How to place a craigslist ad
1. There is only one "n" in the middle of "dining". Please, no more “dinning” room furniture.
2. Those box-like things that pull out of dressers and chests of drawers are drawers, not drarers, drars, draurs, droors or dros.
3. There is a difference between a dresser and a chest of drawers. A dresser is a wider, lower piece of furniture, typically topped with a mirror; a chest of drawers is more upright.
4. That shiny, reflective thing in which you admire your mullet is a “mirror,” not a “mirrow.”
5. Please note: That more upright piece of bedroom furniture is a chest of drawers, not a “chester” drawers. If your listing accurately describes the item for sale, your Uncle Chester’s stained boxers belong in the personals.
6. Please don’t list ugly, outdated furniture as retro, vintage or antique; it is simply old and ugly. Perhaps you could say “furniture even my mother-in-law couldn’t live with one more day.”

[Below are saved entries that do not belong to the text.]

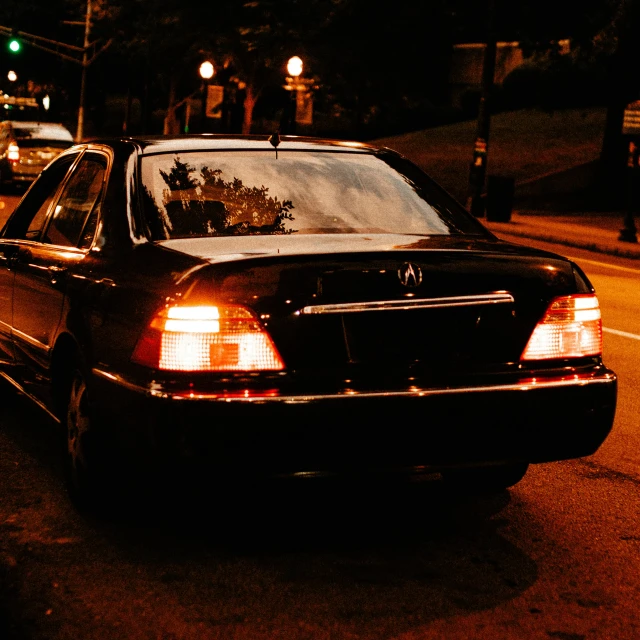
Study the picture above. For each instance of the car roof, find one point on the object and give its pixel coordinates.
(43, 130)
(171, 144)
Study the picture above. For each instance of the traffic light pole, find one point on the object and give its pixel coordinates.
(79, 55)
(478, 169)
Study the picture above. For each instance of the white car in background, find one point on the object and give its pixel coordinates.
(26, 148)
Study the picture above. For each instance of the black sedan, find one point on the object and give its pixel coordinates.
(289, 306)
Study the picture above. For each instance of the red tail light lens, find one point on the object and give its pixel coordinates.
(207, 338)
(570, 328)
(13, 152)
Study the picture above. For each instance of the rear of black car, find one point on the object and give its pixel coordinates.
(312, 338)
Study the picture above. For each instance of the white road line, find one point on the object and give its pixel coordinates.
(605, 264)
(624, 334)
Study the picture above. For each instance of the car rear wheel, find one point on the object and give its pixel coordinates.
(85, 467)
(490, 479)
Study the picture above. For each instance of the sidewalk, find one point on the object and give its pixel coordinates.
(594, 232)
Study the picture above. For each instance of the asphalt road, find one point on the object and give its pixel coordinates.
(558, 556)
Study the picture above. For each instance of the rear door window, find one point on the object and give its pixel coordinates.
(75, 215)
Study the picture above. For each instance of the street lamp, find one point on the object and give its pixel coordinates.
(206, 73)
(294, 69)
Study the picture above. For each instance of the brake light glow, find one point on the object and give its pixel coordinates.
(570, 328)
(207, 338)
(13, 152)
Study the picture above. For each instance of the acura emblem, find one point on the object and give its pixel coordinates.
(410, 275)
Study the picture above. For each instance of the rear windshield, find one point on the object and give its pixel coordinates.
(256, 192)
(43, 136)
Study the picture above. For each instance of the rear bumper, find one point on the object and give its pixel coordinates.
(533, 421)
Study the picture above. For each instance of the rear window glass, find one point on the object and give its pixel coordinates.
(257, 193)
(45, 133)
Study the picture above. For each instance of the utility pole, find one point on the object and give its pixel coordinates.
(79, 55)
(83, 80)
(478, 169)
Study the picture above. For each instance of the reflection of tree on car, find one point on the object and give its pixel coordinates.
(211, 205)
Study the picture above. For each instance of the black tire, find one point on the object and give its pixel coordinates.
(84, 462)
(489, 479)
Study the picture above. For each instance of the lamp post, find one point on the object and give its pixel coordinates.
(294, 69)
(206, 73)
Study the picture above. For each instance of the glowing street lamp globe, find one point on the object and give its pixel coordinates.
(294, 66)
(207, 70)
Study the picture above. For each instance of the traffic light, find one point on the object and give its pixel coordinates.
(14, 45)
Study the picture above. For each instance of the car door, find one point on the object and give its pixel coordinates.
(41, 267)
(18, 235)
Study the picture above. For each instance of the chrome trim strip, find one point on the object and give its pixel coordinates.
(405, 305)
(32, 341)
(31, 397)
(532, 385)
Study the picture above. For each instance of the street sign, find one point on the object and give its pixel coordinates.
(631, 120)
(304, 107)
(215, 96)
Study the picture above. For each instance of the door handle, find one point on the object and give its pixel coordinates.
(56, 272)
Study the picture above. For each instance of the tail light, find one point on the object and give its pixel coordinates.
(570, 328)
(13, 152)
(207, 338)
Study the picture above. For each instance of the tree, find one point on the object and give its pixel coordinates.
(250, 41)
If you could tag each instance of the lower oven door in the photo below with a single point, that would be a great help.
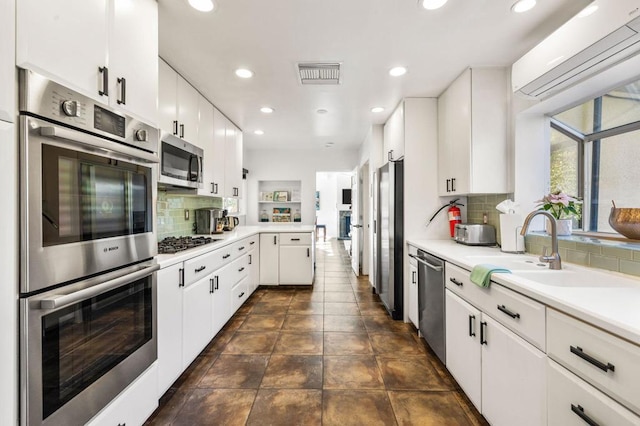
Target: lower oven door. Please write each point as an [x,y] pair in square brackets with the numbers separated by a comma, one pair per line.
[84,343]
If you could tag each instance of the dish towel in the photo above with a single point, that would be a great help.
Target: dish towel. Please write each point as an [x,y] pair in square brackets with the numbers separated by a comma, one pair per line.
[481,274]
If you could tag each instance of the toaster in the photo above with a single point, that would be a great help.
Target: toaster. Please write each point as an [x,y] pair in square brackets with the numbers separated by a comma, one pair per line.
[475,235]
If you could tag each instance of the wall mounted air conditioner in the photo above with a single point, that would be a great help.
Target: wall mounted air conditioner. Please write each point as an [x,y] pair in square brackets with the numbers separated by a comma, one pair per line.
[579,48]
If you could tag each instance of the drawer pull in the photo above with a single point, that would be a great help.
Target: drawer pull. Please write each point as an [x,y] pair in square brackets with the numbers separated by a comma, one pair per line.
[580,413]
[472,328]
[577,350]
[504,309]
[456,282]
[483,340]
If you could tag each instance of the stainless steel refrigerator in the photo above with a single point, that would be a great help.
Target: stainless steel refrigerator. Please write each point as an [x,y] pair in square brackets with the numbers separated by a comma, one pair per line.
[389,236]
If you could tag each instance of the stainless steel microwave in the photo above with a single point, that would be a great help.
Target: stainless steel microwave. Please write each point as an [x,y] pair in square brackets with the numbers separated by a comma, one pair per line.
[180,163]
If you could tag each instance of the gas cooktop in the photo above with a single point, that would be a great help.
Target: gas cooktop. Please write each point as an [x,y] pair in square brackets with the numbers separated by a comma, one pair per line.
[175,244]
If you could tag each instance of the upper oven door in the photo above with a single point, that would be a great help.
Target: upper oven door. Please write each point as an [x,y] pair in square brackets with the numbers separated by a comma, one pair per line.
[88,204]
[82,344]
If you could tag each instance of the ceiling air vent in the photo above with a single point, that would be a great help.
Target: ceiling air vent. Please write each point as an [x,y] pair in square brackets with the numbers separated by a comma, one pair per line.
[319,73]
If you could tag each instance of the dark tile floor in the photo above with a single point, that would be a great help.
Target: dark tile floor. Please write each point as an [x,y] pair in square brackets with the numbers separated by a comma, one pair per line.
[327,354]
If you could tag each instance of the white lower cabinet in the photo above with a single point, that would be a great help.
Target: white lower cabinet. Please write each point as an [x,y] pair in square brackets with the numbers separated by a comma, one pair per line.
[573,402]
[197,329]
[413,293]
[503,375]
[513,377]
[134,404]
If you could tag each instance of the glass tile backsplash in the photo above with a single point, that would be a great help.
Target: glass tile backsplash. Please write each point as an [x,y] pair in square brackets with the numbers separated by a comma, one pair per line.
[171,213]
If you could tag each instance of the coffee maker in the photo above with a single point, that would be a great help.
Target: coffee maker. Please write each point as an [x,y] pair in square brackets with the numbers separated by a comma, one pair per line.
[210,221]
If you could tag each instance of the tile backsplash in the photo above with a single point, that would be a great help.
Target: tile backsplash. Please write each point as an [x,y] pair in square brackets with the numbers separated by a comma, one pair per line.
[478,205]
[171,212]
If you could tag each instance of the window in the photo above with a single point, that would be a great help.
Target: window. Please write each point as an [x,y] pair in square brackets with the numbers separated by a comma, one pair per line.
[595,154]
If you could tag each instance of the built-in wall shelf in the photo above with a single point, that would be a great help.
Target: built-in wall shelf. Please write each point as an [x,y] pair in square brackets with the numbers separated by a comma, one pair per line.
[279,201]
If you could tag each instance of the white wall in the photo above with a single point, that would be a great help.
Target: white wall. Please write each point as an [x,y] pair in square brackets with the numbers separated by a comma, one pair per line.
[293,165]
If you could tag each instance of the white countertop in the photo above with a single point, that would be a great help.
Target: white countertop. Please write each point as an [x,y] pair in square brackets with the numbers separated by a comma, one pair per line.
[608,300]
[227,238]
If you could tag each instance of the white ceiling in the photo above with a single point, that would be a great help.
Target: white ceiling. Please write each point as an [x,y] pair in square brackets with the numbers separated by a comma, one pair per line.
[367,36]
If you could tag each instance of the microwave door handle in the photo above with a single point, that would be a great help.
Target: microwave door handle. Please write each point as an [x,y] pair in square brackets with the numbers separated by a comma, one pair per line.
[83,140]
[61,301]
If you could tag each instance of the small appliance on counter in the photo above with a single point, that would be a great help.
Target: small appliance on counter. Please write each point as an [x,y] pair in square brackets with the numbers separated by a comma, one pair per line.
[475,234]
[210,221]
[230,222]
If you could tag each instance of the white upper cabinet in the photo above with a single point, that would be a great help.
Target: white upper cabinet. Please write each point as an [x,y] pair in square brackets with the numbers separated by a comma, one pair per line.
[472,133]
[7,61]
[178,104]
[205,141]
[394,135]
[91,46]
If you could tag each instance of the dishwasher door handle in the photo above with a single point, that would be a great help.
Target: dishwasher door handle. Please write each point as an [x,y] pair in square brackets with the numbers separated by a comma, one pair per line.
[434,267]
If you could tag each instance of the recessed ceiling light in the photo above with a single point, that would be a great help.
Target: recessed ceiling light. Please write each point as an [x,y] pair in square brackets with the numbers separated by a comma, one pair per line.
[523,5]
[397,71]
[588,10]
[433,4]
[202,5]
[244,73]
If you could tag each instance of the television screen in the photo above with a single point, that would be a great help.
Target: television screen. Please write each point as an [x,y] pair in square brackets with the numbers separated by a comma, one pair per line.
[346,196]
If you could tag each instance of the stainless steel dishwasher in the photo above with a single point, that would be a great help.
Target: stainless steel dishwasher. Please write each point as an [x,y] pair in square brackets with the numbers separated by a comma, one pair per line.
[431,302]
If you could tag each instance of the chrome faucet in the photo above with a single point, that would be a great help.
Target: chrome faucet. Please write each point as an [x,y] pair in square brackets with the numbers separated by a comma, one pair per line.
[554,259]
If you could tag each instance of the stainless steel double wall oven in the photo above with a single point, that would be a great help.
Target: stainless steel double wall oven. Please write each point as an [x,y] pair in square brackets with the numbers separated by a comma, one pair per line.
[88,178]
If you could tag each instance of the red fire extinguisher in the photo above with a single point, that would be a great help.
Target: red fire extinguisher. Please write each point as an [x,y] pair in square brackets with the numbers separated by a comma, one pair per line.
[454,217]
[453,212]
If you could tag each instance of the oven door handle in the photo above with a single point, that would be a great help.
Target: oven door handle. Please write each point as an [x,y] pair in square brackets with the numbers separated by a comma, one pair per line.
[87,141]
[61,301]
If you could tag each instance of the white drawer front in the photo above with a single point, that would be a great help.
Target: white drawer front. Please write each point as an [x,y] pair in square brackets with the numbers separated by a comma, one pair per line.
[573,402]
[602,359]
[199,267]
[522,315]
[303,239]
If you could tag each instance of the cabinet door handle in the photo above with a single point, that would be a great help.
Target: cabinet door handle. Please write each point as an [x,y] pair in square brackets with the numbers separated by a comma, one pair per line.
[505,310]
[472,325]
[456,282]
[579,411]
[577,350]
[123,91]
[105,81]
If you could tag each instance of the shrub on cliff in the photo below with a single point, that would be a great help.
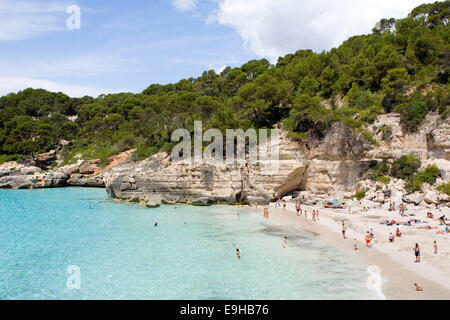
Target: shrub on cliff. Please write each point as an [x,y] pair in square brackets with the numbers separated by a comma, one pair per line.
[444,188]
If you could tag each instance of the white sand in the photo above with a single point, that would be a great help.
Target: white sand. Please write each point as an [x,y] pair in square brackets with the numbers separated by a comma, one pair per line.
[396,259]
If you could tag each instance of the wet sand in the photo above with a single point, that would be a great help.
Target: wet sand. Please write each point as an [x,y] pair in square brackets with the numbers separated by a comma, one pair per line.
[397,266]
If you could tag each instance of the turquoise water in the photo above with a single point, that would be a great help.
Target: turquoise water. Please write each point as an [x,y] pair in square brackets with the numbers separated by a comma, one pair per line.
[121,255]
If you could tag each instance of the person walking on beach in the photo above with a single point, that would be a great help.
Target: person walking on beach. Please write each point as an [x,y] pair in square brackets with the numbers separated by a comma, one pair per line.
[285,242]
[417,252]
[368,240]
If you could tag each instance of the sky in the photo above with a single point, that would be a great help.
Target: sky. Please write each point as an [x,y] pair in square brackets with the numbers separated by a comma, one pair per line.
[118,46]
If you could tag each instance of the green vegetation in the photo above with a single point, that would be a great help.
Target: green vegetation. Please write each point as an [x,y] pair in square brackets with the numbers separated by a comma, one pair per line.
[405,167]
[402,66]
[444,188]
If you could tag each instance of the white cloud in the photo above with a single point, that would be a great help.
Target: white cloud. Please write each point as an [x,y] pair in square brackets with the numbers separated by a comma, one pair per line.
[23,19]
[184,5]
[273,28]
[10,84]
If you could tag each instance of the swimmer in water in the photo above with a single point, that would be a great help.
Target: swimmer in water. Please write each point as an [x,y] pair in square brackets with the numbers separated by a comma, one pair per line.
[418,287]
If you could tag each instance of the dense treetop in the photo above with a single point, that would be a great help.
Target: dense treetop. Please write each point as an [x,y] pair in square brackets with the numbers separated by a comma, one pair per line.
[402,66]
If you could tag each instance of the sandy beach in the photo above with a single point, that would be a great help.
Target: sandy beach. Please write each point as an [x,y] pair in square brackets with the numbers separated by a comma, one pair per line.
[395,260]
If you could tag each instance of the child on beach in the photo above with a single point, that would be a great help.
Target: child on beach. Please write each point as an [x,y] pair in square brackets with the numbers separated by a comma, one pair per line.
[417,252]
[391,237]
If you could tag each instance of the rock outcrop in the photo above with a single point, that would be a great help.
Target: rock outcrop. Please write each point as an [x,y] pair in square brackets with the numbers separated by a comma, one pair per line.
[330,167]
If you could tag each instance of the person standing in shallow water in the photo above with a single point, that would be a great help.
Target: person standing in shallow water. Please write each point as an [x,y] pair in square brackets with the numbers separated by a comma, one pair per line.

7. Please indicate the size of your bed, mattress or box spring within your listing.
8. A mattress and box spring does not a bed make; the piece of furniture upon which they rest is a bed.
9. If your mattress has disgusting evidence of bodily fluids, please take it to the dump; don’t try to sell it.
10. Don’t list the price of furniture as $1 unless you mean to sell it for $1 … and if you believe the value of the piece to be only $1, why the hell are you trying to sell it on craigslist? Please place it as free or take it to the dump.
11. A piece of furniture constructed of shaped iron is “wrought” iron, not “rod” iron.
12. When trying to sell used furniture, please don’t try to fool prospective buyers by adding a link to a website where new furniture is sold. Even if novice craigslist shoppers are taken in by this ploy, they will eventually see that your 7-year old son has been chewing on the legs of your “dinning” room chairs for seven years, and your 15-year-old Chihuahua has been pissing on your vintage “Shabby Chic” sofa for 15 years.
13. When aforementioned novice craigslist shoppers come to see the furniture, please restrain your ankle-biting son and dog.